Robert Gries Jr., a director of Slide Insurance Holdings Inc (NYSE: SLDE), executed a planned sale of company stock on April 6 and April 7, 2026, disposing of a total of 56,424 shares for aggregate proceeds in excess of $1 million. The sales were carried out under a pre-established 10b5-1 trading arrangement and posted prices that ranged narrowly between $17.82 and $18.19.
The first tranche, on April 6, comprised 28,212 shares sold at a weighted average price of $18.06. Individual trades that day recorded prices from $17.82 up to $18.19, producing total proceeds of $509,408. On April 7, Gries sold a second block of 28,212 shares at a weighted average of $18.02, with individual trade prices between $17.95 and $18.13, totaling $508,480.

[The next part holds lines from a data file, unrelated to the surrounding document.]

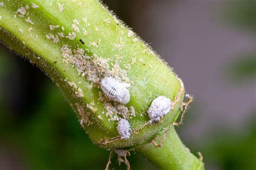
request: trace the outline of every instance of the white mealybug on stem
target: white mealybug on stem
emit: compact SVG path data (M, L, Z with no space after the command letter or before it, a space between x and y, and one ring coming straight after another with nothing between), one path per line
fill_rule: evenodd
M159 121L171 110L171 100L163 96L156 98L147 110L151 121Z
M130 84L122 83L112 77L104 78L100 82L103 92L109 99L126 104L130 101Z
M121 139L128 139L131 135L129 122L124 119L120 119L117 124L117 131Z

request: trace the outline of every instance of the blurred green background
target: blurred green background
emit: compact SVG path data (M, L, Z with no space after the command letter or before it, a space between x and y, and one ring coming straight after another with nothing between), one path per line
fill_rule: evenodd
M256 1L104 3L195 96L177 130L206 169L255 169ZM0 169L104 169L109 152L91 142L50 79L17 56L0 46ZM129 160L132 169L155 169L134 153Z

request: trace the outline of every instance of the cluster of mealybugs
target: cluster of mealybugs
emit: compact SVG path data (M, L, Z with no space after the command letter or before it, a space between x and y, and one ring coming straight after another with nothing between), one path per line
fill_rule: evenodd
M109 99L123 104L130 101L130 86L129 84L122 83L112 77L104 78L100 83L102 90ZM171 106L171 100L164 96L154 99L147 110L151 123L159 121L161 117L170 111ZM130 138L131 130L127 120L120 119L117 128L121 139Z

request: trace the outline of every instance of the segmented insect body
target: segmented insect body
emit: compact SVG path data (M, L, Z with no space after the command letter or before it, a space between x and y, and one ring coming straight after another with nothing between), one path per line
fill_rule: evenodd
M126 104L130 101L130 84L120 82L112 77L104 78L100 83L102 90L109 99Z
M154 99L147 110L150 120L160 120L161 117L170 111L171 104L171 100L164 96L160 96Z
M124 119L120 119L117 124L117 131L121 139L128 139L131 135L129 122Z
M119 156L124 157L127 154L128 151L123 149L116 149L114 150L114 152Z

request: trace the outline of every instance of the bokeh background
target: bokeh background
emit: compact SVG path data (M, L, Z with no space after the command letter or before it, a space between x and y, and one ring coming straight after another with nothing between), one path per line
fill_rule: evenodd
M256 168L256 1L105 0L174 68L195 101L177 128L206 169ZM0 46L0 169L104 169L60 91ZM112 158L111 167L125 169ZM132 169L155 169L139 155Z

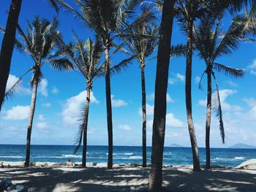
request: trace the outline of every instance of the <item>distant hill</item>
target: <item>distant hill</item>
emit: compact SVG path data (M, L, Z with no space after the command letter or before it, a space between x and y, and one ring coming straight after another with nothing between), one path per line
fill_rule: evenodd
M244 143L237 143L234 145L229 147L229 148L237 148L237 149L256 149L255 146L249 145Z
M176 143L173 143L173 144L170 145L169 147L183 147L182 145L178 145L178 144L176 144Z

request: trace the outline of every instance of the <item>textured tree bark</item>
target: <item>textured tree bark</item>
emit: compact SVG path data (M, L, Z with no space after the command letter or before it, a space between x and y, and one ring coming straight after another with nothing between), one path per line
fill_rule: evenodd
M22 0L12 0L5 33L0 53L0 111L4 102L6 86L11 66L15 42L16 27L20 15Z
M211 169L211 153L210 153L210 127L211 116L211 71L207 72L207 106L206 106L206 169Z
M190 137L191 147L193 155L193 170L199 171L199 152L197 147L195 131L194 128L192 112L192 96L191 96L191 78L192 78L192 37L193 37L193 21L192 18L188 20L187 26L187 61L186 61L186 107L187 124Z
M141 72L141 93L142 93L142 156L143 167L147 166L147 146L146 146L146 86L145 86L145 64L140 64Z
M37 72L34 72L34 76L37 75ZM37 86L38 82L37 78L34 78L34 81L33 82L33 92L31 101L30 105L30 113L29 113L29 119L28 123L28 132L26 137L26 161L25 166L29 166L29 161L30 161L30 143L31 138L31 131L32 131L32 126L33 126L33 120L34 120L34 114L36 107L37 102Z
M87 127L88 127L88 117L89 113L90 106L90 96L91 96L91 83L88 83L87 94L86 94L86 104L85 108L85 118L83 122L83 159L82 166L86 167L86 152L87 152Z
M105 88L106 88L106 105L107 105L107 121L108 121L108 169L110 169L113 166L113 124L112 124L112 106L111 106L111 88L110 88L110 61L109 61L110 47L105 47Z
M162 190L162 155L165 132L166 93L175 1L175 0L164 1L162 15L155 82L151 169L148 179L148 192L160 192Z

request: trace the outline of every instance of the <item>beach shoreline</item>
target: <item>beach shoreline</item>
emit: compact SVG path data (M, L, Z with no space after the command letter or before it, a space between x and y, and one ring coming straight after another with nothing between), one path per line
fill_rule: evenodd
M106 164L82 168L37 162L25 168L20 163L0 169L0 180L10 178L14 184L34 191L132 191L147 186L150 171L150 167L129 164L114 164L113 169L107 169ZM45 163L48 165L42 166ZM256 169L219 167L195 172L192 166L164 166L163 186L170 191L252 192L256 188Z

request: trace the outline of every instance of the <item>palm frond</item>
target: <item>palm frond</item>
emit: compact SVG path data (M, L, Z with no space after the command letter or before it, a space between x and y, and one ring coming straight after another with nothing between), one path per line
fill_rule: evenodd
M170 57L186 57L187 55L187 45L184 44L178 44L172 45L170 47Z
M63 0L56 0L56 1L59 1L61 7L62 7L67 12L73 15L74 19L75 20L78 20L79 22L82 23L83 25L86 25L85 26L87 26L87 22L86 18L84 18L84 15L83 15L83 13L80 12L79 11L77 11L75 9L72 7L69 4L67 4ZM76 0L76 2L78 5L80 5L81 4L80 1ZM83 7L80 7L80 8L82 9Z
M203 75L206 73L206 70L203 72L203 73L201 75L201 77L200 78L200 81L199 81L199 84L198 84L198 88L200 90L203 90L203 87L202 87L202 80L203 80Z
M13 84L13 85L9 89L7 90L7 91L4 94L4 100L6 99L12 99L15 91L20 87L21 82L22 82L22 78L27 74L29 73L30 71L33 70L33 68L29 69L28 71L26 71L25 73L23 73L20 77L19 77L19 78L18 79L18 80Z
M78 126L78 131L75 138L75 145L77 146L75 148L73 154L75 154L79 150L80 147L81 146L83 131L85 131L85 129L87 128L87 125L88 125L89 109L89 103L88 104L88 106L86 104L86 105L84 107L81 113L81 118L79 120L79 121L81 122L81 124Z
M75 69L72 62L67 58L52 59L50 64L53 69L60 72L69 72Z
M59 13L59 7L56 0L48 0L50 4L55 9L57 13Z
M215 77L214 74L212 74L214 79L215 80L215 85L216 85L216 92L213 94L213 99L212 99L212 103L213 103L213 110L216 112L216 116L219 119L219 131L220 131L220 135L222 137L222 143L225 143L225 130L224 130L224 123L223 123L223 119L222 119L222 105L221 105L221 101L220 101L220 96L219 96L219 87L217 84L217 79Z
M213 66L219 72L224 72L226 75L230 75L233 77L244 77L245 72L245 70L243 69L236 69L217 63L214 63Z
M225 34L212 56L212 61L226 54L230 54L238 47L239 42L244 37L244 18L237 15L227 31Z
M113 66L113 67L111 67L110 69L110 74L114 74L116 73L119 73L121 71L123 71L124 69L125 69L126 68L128 67L129 64L132 64L132 61L136 58L136 55L132 55L131 57L129 57L129 58L127 59L124 59L123 61L121 61L119 64Z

Those holdings were indirectly owned by GRM Family Limited Partnership, an entity controlled by Gries. After these transactions, Gries retains indirect ownership of 1,918,417 shares and holds 843,804 shares directly in Slide Insurance.
Valuation and recent company performance
An InvestingPro analysis referenced alongside the transactions places Slide Insurance at a Fair Value of $20.54, compared with a market price near $18. The stock has declined roughly 11% over the last 12 months, though InvestingPro’s metrics describe Slide Insurance as having a "GREAT" financial health score of 3.73 and show the company remains profitable with trailing twelve-month earnings per share of $3.36.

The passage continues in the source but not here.